そんな、『推理が外れた』みたいな顔して。
……ははーん、わかりました。楓ちゃん、この問題は解けちゃいました。
先輩もしかして、わたしが先輩に近づくために妹であるまーやちゃんに接触した、とか思ってたんでしょう?
あ、その顔! 図星ですね!
違いますよー。大体、わたしは先輩の名前すら知らなかったんですよ? 先輩とまーやちゃん、顔もあんまり似ていませんし。
そんな発想が浮かぶとか、先輩ってやっぱり性格悪いですよねー。友達を作るためには、まずその性格をどうにかしないといけませんね!

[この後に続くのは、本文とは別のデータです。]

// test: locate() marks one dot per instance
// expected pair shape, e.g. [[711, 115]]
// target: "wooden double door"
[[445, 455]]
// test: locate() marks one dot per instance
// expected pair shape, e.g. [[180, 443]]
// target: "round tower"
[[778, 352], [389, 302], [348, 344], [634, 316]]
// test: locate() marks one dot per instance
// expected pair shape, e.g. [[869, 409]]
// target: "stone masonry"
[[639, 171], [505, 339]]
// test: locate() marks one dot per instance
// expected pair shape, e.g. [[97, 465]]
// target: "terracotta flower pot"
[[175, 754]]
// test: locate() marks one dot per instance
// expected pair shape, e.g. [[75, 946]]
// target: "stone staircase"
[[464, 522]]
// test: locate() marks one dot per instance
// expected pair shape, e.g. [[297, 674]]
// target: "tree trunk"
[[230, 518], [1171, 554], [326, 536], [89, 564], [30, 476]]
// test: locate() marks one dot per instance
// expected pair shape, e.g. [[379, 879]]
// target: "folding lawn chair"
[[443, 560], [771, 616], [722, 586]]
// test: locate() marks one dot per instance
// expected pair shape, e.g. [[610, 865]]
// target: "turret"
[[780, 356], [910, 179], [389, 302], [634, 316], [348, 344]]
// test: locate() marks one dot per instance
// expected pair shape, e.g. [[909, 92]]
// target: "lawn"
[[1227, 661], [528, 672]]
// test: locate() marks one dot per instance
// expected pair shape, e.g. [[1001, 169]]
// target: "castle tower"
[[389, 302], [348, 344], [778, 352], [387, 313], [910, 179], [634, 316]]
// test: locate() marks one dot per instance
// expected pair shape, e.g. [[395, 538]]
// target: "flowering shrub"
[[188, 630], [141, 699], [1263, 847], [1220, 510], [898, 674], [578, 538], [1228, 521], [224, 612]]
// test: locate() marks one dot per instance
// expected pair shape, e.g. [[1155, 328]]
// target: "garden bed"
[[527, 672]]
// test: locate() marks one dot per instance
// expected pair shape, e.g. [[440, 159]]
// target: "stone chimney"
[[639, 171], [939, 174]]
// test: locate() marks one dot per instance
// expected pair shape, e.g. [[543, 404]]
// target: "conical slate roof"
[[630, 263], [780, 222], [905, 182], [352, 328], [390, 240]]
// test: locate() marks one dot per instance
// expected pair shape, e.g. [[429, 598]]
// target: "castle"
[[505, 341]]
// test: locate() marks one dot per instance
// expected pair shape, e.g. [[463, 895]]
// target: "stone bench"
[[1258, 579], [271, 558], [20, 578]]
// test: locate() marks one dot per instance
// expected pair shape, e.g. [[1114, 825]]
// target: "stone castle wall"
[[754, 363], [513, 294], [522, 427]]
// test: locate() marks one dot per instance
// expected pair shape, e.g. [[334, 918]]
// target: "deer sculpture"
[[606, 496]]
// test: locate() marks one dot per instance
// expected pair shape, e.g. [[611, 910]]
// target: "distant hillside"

はいはい、まーやちゃんに関しては、他意はまったくありませんよ。まーやちゃんに関しては、ね。
さてさて——いよいよクライマックス。
長らくお送りしてきた楓物語も、これがついに最終章です。
ある日の放課後のこと。
晴れて友達になったわたしたちは、まーやちゃんの家で一緒に遊ぶことになります。
家に向かう道すがら、世間話の延長で知りました。まーやちゃんにひとつ歳上で同じ高校に通うお兄ちゃんがいることと、その名前が『小日向智悠』だってことを。
そして——ついにその時は訪れます。
まーやちゃんの部屋で、描写するのも憚られるようなガールズトークをして。
何時間か経ったあたりで、「暗くなってきたねー」なんて、何の気なしに窓の外を見て。
——心臓が止まるかと思いました。
わたしが目撃したのは、うちの制服を着た男子が家に入ろうとしているところでした。
その人の顔に、見覚えがあったんです。
どこかで見た顔——どころではありません。
それは一ヶ月もの間、片時も忘れることのなかった顔。
身を挺してあの子を助けてくれた、冴えない顔。
玄関のドアが開く音がして、まーやちゃんが「お兄ちゃん帰ってきたみたい」って言った時——全部を思い出し、全部が繋がりました。
あの人とまーやちゃんが兄妹だということ。
一ヶ月前、病院で見かけた女の子はまーやちゃんだったこと。
あの時のまーやちゃんは、事故に遭ったお兄ちゃんを心配して病院に駆けつけたこと。
あの時のまーやちゃんの言葉が、「お兄ちゃんがトラックに轢かれたって聞いて」だったこと。
そして何より——あの人が生きていてくれたこと。
そう思った途端、色々な気持ちが一気に溢れてきて——部屋のドアが開いた瞬間、わたしは飛び出していました。
ようやく知ることができた、その名前を叫びながら。
あの時出会った彼に。
あの時会えなかった先輩に。
ダイブしたんです——さながら法定速度ぎりぎりのトラックのように。